Lambda-Skip Connections: the architectural component that prevents Rank Collapse

TL;DR

This paper introduces lambda-skip connections as an architectural component that guarantees prevention of rank collapse in sequence models, extending the theory from transformers to State Space Models and validating with experiments.

Contribution

It provides the first general theoretical guarantee for preventing rank collapse and extends the analysis to SSMs, highlighting the importance of skip connections.

Findings

Lambda-skip connections prevent rank collapse under certain conditions.

Architectural components like skip connections and gating mechanisms are crucial.

Theoretical analysis applies to both transformers and SSMs.

Abstract

Rank collapse, a phenomenon where embedding vectors in sequence models rapidly converge to a uniform token or equilibrium state, has recently gained attention in the deep learning literature. This phenomenon leads to reduced expressivity and potential training instabilities due to vanishing gradients.
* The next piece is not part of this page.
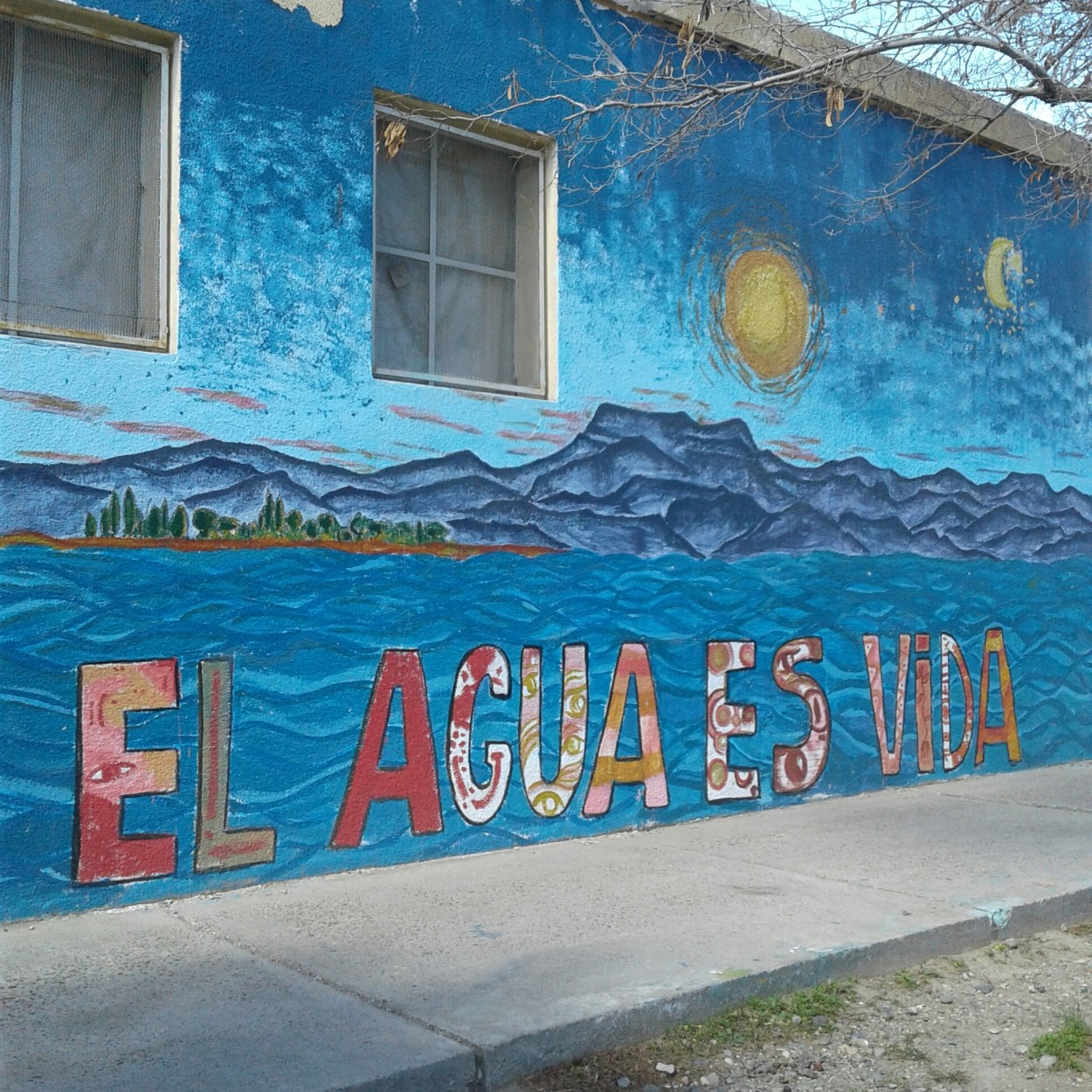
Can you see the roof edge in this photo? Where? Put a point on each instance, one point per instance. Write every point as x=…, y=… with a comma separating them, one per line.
x=778, y=40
Empirical evidence suggests that architectural components like skip connections, LayerNorm, and MultiLayer Perceptrons (MLPs) play critical roles in mitigating rank collapse. While this issue is well-documented for transformers, alternative sequence models, such as State Space Models (SSMs), which have recently gained prominence, have not been thoroughly examined for similar vulnerabilities. This paper extends the theory of rank collapse from transformers to SSMs using a unifying framework that captures both architectures. We study how a parametrized version of the classic skip connection component, which we call \emph{lambda-skip connections}, provides guarantees for rank collapse prevention. Through analytical results, we present a sufficient condition to guarantee prevention of rank collapse across all the aforementioned architectures. We also study the necessity of this condition via ablation studies and analytical examples. To our knowledge, this is the first study that provides a general guarantee to prevent rank collapse, and that investigates rank collapse in the context of SSMs, offering valuable understanding for both theoreticians and practitioners. Finally, we validate our findings with experiments demonstrating the crucial role of architectural components such as skip connections and gating mechanisms in preventing rank collapse.